住宅投資は前期比▲2.7%と4四半期連続で減少し、減少幅は1-3月期の同▲2.3%から拡大した。ただし、新設住宅着工戸数(季節調整済・年率換算値)は2017年4-6月期の98.7万戸をピークに、7-9月期以降、3四半期連続で減少し、2018年1-3月期には89.2万戸まで水準が低下したが、4-6月期には96.8万戸へと持ち直した。2019年10月に予定されている消費税率引き上げに備えた駆け込み需要が着工ベースではすでに顕在化している可能性がある。
GDP統計の住宅投資は工事の進捗ベースで計上され着工の動きがやや遅れて反映されるため、2018年7-9月期には5四半期ぶりの増加となる可能性が高い。

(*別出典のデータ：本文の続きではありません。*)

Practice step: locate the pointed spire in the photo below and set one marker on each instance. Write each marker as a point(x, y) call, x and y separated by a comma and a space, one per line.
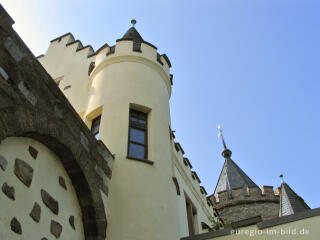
point(226, 153)
point(290, 202)
point(231, 175)
point(133, 22)
point(281, 176)
point(132, 34)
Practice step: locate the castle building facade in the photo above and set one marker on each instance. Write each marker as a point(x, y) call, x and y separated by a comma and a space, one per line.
point(87, 150)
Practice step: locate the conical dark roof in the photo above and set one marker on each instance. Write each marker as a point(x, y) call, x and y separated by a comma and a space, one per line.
point(290, 202)
point(132, 34)
point(231, 177)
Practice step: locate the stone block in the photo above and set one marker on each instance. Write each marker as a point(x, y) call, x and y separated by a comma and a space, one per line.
point(55, 229)
point(50, 202)
point(36, 212)
point(33, 152)
point(62, 182)
point(16, 226)
point(8, 191)
point(71, 221)
point(3, 163)
point(23, 171)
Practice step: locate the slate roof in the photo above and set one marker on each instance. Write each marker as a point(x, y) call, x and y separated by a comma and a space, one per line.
point(132, 34)
point(290, 202)
point(231, 177)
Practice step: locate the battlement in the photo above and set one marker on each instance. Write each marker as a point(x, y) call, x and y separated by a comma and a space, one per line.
point(129, 51)
point(125, 50)
point(241, 196)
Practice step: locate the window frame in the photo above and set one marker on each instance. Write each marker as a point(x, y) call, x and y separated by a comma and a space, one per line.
point(140, 116)
point(98, 118)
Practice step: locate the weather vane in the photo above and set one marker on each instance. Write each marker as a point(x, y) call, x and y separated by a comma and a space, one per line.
point(220, 135)
point(133, 22)
point(281, 176)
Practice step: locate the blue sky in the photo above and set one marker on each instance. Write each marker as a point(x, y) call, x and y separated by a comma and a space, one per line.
point(251, 66)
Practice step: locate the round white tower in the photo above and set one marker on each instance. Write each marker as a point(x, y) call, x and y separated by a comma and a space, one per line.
point(130, 86)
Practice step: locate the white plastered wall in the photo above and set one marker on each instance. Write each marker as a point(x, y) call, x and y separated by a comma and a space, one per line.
point(47, 168)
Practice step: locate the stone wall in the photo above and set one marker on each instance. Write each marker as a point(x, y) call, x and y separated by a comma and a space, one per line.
point(38, 192)
point(267, 210)
point(236, 205)
point(32, 106)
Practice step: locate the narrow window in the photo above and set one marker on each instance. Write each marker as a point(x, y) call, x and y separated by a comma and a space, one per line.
point(137, 145)
point(192, 216)
point(95, 126)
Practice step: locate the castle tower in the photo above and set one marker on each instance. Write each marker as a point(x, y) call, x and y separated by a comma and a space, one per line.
point(122, 93)
point(130, 89)
point(237, 197)
point(290, 202)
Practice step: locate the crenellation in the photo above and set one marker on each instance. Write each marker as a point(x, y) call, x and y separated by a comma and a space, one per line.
point(254, 191)
point(267, 190)
point(238, 193)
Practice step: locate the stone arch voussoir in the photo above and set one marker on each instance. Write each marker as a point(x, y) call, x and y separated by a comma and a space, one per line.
point(51, 131)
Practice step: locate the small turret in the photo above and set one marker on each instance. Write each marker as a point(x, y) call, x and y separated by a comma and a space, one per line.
point(290, 202)
point(237, 197)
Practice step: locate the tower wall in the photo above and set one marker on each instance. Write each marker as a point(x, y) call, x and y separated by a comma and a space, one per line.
point(143, 200)
point(67, 61)
point(235, 205)
point(142, 196)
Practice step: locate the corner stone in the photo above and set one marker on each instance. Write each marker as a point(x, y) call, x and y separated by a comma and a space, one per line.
point(8, 191)
point(3, 163)
point(36, 212)
point(50, 202)
point(55, 228)
point(62, 182)
point(23, 171)
point(33, 152)
point(71, 221)
point(16, 226)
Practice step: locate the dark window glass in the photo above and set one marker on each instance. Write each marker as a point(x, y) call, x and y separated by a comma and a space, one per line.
point(137, 145)
point(137, 135)
point(136, 150)
point(95, 126)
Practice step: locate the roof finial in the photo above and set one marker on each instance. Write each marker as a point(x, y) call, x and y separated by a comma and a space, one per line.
point(281, 176)
point(226, 153)
point(133, 22)
point(220, 135)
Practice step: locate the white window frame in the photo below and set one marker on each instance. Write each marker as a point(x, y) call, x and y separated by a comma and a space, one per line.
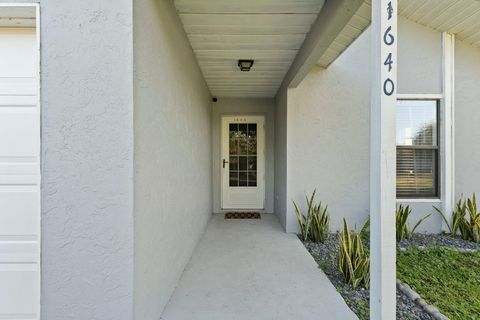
point(438, 98)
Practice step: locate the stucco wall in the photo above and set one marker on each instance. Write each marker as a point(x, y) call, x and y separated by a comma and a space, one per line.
point(328, 135)
point(281, 129)
point(87, 159)
point(467, 119)
point(172, 118)
point(247, 106)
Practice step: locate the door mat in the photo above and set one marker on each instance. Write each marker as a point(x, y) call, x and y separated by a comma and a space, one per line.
point(242, 215)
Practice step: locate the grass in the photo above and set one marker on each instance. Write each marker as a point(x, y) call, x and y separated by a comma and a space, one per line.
point(445, 278)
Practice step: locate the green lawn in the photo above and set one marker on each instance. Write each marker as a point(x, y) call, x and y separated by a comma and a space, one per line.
point(445, 278)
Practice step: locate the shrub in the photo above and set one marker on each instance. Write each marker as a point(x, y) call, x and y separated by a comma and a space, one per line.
point(465, 220)
point(315, 225)
point(353, 258)
point(401, 218)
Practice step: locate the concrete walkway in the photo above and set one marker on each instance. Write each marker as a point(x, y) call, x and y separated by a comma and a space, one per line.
point(252, 270)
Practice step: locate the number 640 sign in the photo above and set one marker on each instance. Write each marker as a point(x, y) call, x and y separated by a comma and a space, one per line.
point(389, 40)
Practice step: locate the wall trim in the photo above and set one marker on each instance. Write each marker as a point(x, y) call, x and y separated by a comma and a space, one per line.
point(447, 139)
point(420, 96)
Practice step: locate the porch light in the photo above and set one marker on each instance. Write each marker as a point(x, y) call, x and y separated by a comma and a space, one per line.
point(245, 65)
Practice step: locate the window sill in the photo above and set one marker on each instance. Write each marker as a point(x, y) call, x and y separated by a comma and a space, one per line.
point(419, 200)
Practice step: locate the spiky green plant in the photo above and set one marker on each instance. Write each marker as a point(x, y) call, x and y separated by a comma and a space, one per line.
point(315, 224)
point(401, 217)
point(320, 224)
point(465, 219)
point(353, 258)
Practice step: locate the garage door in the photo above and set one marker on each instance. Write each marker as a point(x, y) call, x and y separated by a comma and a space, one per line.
point(19, 175)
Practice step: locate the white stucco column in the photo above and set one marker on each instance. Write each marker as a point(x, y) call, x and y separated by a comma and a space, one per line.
point(447, 139)
point(383, 159)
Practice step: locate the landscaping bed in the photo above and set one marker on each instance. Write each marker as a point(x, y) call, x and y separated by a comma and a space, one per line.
point(325, 254)
point(446, 278)
point(439, 240)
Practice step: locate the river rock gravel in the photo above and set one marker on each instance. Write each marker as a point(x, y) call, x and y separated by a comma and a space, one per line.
point(325, 254)
point(439, 240)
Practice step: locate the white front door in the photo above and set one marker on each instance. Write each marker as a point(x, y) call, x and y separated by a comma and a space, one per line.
point(19, 175)
point(243, 162)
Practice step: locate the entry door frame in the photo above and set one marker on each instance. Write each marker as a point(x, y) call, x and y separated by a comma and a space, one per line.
point(36, 256)
point(225, 120)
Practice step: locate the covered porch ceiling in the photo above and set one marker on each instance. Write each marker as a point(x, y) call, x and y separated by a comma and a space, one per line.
point(270, 32)
point(287, 38)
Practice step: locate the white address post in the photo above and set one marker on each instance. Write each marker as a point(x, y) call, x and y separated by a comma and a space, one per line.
point(383, 160)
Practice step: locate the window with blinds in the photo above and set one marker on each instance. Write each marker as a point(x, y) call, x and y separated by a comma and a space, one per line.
point(417, 148)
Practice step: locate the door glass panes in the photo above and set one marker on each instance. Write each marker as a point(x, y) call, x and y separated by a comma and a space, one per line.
point(243, 154)
point(417, 148)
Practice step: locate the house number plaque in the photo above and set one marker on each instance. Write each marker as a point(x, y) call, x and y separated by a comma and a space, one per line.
point(388, 41)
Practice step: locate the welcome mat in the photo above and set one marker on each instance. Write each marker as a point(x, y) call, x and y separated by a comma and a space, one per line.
point(242, 215)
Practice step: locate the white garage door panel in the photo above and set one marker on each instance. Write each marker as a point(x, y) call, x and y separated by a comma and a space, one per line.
point(18, 281)
point(18, 86)
point(18, 132)
point(23, 40)
point(19, 213)
point(19, 175)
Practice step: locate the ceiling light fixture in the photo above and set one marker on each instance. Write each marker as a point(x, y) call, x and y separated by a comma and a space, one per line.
point(245, 65)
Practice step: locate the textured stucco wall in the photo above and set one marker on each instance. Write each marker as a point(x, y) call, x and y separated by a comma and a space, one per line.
point(173, 189)
point(328, 136)
point(467, 118)
point(281, 129)
point(87, 159)
point(247, 106)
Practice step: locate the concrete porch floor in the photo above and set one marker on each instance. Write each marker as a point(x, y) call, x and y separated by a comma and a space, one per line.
point(252, 269)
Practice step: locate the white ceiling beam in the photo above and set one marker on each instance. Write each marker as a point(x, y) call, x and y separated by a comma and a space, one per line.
point(333, 17)
point(248, 6)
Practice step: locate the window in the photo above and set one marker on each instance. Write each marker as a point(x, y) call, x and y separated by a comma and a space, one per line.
point(417, 148)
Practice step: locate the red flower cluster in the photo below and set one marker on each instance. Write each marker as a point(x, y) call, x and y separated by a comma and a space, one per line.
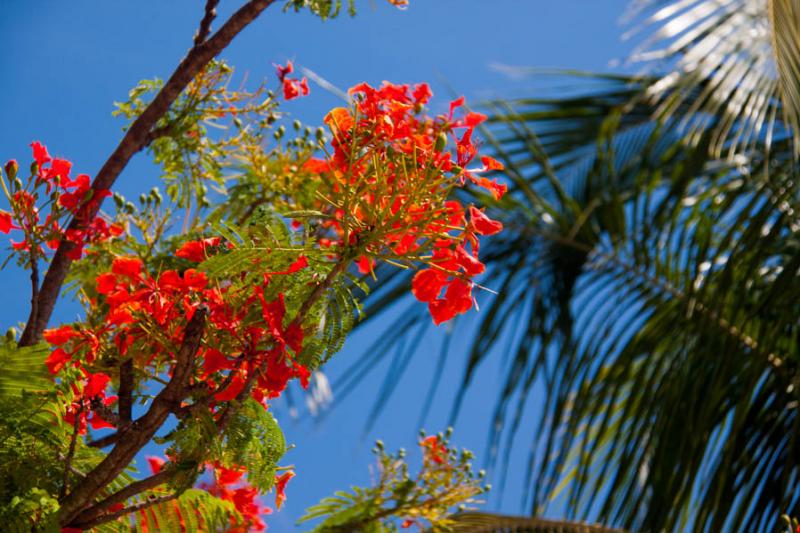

設備投資は前期比1.3%と7四半期連続で増加した。製造業の能力増強投資、人手不足対応の省力化投資、東京五輪関連の建設投資、訪日外国人急増に伴うホテル建設など、押し上げ要因が多岐にわたっていることが設備投資の回復を息の長いものにしている。日銀短観2018年6月調査では、2018年度の設備投資計画(含むソフトウェア、除く土地投資額)が前年度比11.1%(全規模・全産業)となり、6月調査としては過去最高の伸びとなった。経常利益やキャッシュフローに対する設備投資の比率は低水準にとどまっており、企業の投資スタンスは積極化しているわけではないが、企業収益の大幅増加に伴う潤沢なキャッシュフローを背景に、設備投資は底堅い動きが続く可能性が高い。
公的需要は、政府消費が前期比0.2%の増加となったが、公的固定資本形成が前期比▲0.1%と4四半期連続の減少となった。
2017年度補正予算による工事は一定程度進捗しているとみられるが、公共事業関係費の規模が約1兆円と2016年度補正予算の1.6兆円に比べて規模が小さいこと、2018年度の当初予算の公共事業関係費が前年比+0.0%の横ばいとなっていることから、減少傾向に歯止めがかからない。
外需寄与度は前期比▲0.1%(前期比年率▲0.5%)と2四半期ぶりのマイナスとなった。財貨・サービスの輸出が前期比0.2%(1-3月期:同0.6%)の低い伸びにとどまる一方、財貨・サービスの輸入が前期比1.0%(1-3月期:同0.2%)と伸びを高め、輸出の伸びを上回った。
財の輸出は前期比1.1%と比較的堅調だったが、輸送収支の受取が大幅に減少しサービス輸出が前期比▲3.3%と大きく落ち込んだため、財貨・サービスの輸出は1-3月期に続いて前期比ゼロ%台の低い伸びにとどまった。